Estira las extremidades del ratón y asegúralas con alfileres. Con unas tijeras quirúrgicas, haga una pequeña incisión en la línea media a través de la piel y el peritoneo desde la zona abdominal inferior y extiéndala hacia la región torácica. Corta a través del diafragma y levanta la caja torácica para exponer el corazón.
Inserte una aguja de calibre 25 a 30 conectada a una jeringa que contenga PBS estéril helado en el ventrículo izquierdo del corazón. Perfunde el corazón a una velocidad de cinco a 10 mililitros por minuto y detente después de inyectar 10 mililitros. Luego, con tijeras de disección y fórceps, extraiga el páncreas con cuidado.
Transfiera el páncreas a un tubo de 50 mililitros que contenga 10 mililitros de PBS helado, junto con el inhibidor de tripsina y coloque el tubo en hielo. Para empezar, obtenga el páncreas murino en una placa de Petri que contenga PBS helado. Con tijeras quirúrgicas y pinzas, retire con cuidado el exceso de tejido.
Transfiera el páncreas recortado a un tubo de cinco mililitros que contenga un mililitro de solución de disociación. Con unas tijeras de disección, pica los tejidos pancreáticos en trozos finos, manteniendo el tubo en hielo. Transfiera el lisado a un tubo de 50 mililitros colocado sobre hielo.
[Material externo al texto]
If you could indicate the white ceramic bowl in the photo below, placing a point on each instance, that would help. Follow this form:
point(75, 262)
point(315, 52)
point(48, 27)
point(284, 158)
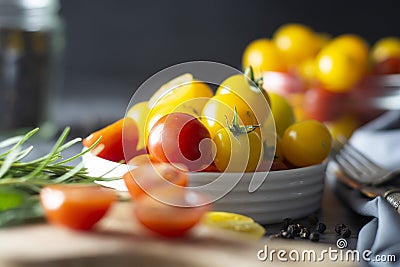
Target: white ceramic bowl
point(292, 193)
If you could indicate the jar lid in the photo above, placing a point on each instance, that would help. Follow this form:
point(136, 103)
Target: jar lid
point(12, 7)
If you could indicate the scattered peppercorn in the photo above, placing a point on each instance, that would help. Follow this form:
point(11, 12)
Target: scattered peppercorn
point(286, 234)
point(339, 227)
point(321, 227)
point(312, 219)
point(304, 233)
point(314, 237)
point(294, 229)
point(287, 222)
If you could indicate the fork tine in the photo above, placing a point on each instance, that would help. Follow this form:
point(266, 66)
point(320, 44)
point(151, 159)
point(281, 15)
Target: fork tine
point(348, 168)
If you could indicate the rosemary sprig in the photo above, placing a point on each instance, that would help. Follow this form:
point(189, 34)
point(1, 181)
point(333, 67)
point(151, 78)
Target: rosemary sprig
point(21, 181)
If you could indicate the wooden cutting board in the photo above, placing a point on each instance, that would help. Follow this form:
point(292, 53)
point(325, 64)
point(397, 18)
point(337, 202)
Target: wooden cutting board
point(120, 242)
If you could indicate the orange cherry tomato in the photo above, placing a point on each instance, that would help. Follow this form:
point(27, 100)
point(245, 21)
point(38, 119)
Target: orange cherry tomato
point(144, 178)
point(78, 207)
point(118, 140)
point(168, 220)
point(142, 160)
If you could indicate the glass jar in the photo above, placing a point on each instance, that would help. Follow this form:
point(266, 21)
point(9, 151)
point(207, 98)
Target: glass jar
point(31, 48)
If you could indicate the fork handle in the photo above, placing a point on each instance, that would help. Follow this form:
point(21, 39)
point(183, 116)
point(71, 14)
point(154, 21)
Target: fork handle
point(393, 197)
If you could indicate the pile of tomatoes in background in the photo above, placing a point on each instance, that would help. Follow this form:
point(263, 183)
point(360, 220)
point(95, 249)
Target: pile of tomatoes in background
point(330, 79)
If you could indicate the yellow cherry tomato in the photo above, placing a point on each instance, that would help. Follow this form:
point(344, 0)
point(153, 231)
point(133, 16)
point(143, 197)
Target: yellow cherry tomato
point(263, 55)
point(237, 223)
point(387, 47)
point(337, 70)
point(139, 113)
point(182, 94)
point(322, 39)
point(273, 147)
point(257, 99)
point(219, 110)
point(282, 114)
point(296, 42)
point(242, 152)
point(307, 70)
point(343, 126)
point(355, 46)
point(306, 143)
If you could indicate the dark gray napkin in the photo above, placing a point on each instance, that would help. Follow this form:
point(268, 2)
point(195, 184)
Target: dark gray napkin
point(381, 235)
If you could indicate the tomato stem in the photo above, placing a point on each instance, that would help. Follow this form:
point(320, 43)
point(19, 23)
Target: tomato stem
point(238, 129)
point(249, 72)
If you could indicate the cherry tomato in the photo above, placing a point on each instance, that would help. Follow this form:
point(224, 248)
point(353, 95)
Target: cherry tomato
point(183, 139)
point(219, 109)
point(389, 65)
point(324, 105)
point(118, 140)
point(343, 126)
point(78, 207)
point(387, 47)
point(142, 160)
point(306, 143)
point(144, 178)
point(282, 114)
point(337, 69)
point(296, 42)
point(257, 99)
point(355, 46)
point(263, 55)
point(240, 153)
point(171, 212)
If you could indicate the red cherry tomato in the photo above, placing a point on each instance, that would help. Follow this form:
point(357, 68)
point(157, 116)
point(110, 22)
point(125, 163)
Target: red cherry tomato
point(181, 138)
point(118, 140)
point(144, 178)
point(171, 220)
point(78, 207)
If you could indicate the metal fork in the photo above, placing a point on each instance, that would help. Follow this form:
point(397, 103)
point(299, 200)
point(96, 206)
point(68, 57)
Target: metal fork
point(364, 175)
point(359, 167)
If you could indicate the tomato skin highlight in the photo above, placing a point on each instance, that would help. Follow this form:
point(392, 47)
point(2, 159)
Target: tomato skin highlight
point(181, 138)
point(77, 207)
point(118, 140)
point(306, 143)
point(167, 220)
point(145, 178)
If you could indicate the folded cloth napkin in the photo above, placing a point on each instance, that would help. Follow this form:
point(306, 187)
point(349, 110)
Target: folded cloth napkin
point(380, 140)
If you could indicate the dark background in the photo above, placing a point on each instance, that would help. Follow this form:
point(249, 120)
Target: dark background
point(112, 46)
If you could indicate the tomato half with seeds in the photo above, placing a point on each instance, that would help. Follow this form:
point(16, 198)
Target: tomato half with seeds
point(180, 138)
point(78, 207)
point(171, 212)
point(143, 179)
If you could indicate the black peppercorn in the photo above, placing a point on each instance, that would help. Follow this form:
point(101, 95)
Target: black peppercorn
point(312, 219)
point(294, 229)
point(321, 227)
point(339, 227)
point(304, 233)
point(286, 234)
point(287, 222)
point(346, 232)
point(314, 237)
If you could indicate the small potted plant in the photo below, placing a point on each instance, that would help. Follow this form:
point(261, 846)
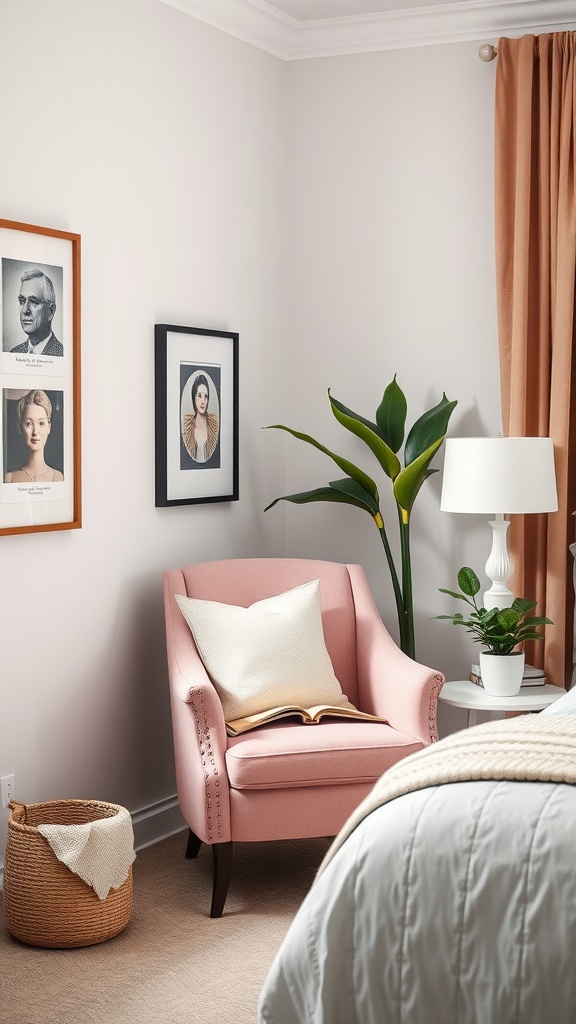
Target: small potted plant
point(500, 631)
Agregue dos mililitros de solución de colagenasa al tubo de cinco mililitros para eliminar cualquier tejido pancreático residual y transfiéralo al tubo de 50 mililitros. Incubar el tubo en un baño de agua templado a 37 grados centígrados durante 20 minutos. Coloque el tubo con homogeneizado de tejido sobre hielo y deje que se asiente por gravedad.
A continuación, pase el sobrenadante a través de un filtro de 70 micrómetros y añada cinco mililitros de solución de parada de disociación. Con una aguja de calibre 27, triture el pellet restante con un mililitro adicional de solución de disociación y páselo por el filtro como antes. Girar la suspensión celular a 300 G durante 10 minutos a cuatro grados centígrados y volver a suspender el pellet en un mililitro de tampón de lavado.
Incube una vez 10 a la potencia de siete células con un microlitro de anticuerpo anti-CD31 biotina en un rotador. Añade 20 microlitros de MicroBeads anti-biotina e incuba durante 40 minutos más. A continuación, coloque un soporte magnético con el soporte del separador de columnas y aplique la columna.
Después de equilibrar la columna, agregue la muestra y lave con un total de nueve mililitros de tampón de lavado. Retire la columna del soporte y colóquela en un tubo de 15 mililitros. Agregue cinco mililitros de tampón de lavado a la columna.
Con un émbolo, empuje hacia abajo las células de la columna para recoger la elución que contiene las células endoteliales. Finalmente, gire hacia abajo las fracciones de flujo y elución. Después de volver a suspender, cuente las células y mida la viabilidad.
El análisis cuantitativo de PCR para validar el enriquecimiento de las células endoteliales mostró que las fracciones enriquecidas tenían niveles significativamente más altos de genes marcadores, Pecam1 y Kdr, en comparación con las muestras de flujo. Se observó un nivel más bajo de NK6 homeobox 1, un factor de transcripción en las células endocrinas pancreáticas, en las fracciones enriquecidas. La Western blot mostró fuertes señales de CD31 en el tamaño esperado, confirmando aún más el enriquecimiento de células endoteliales en las fracciones.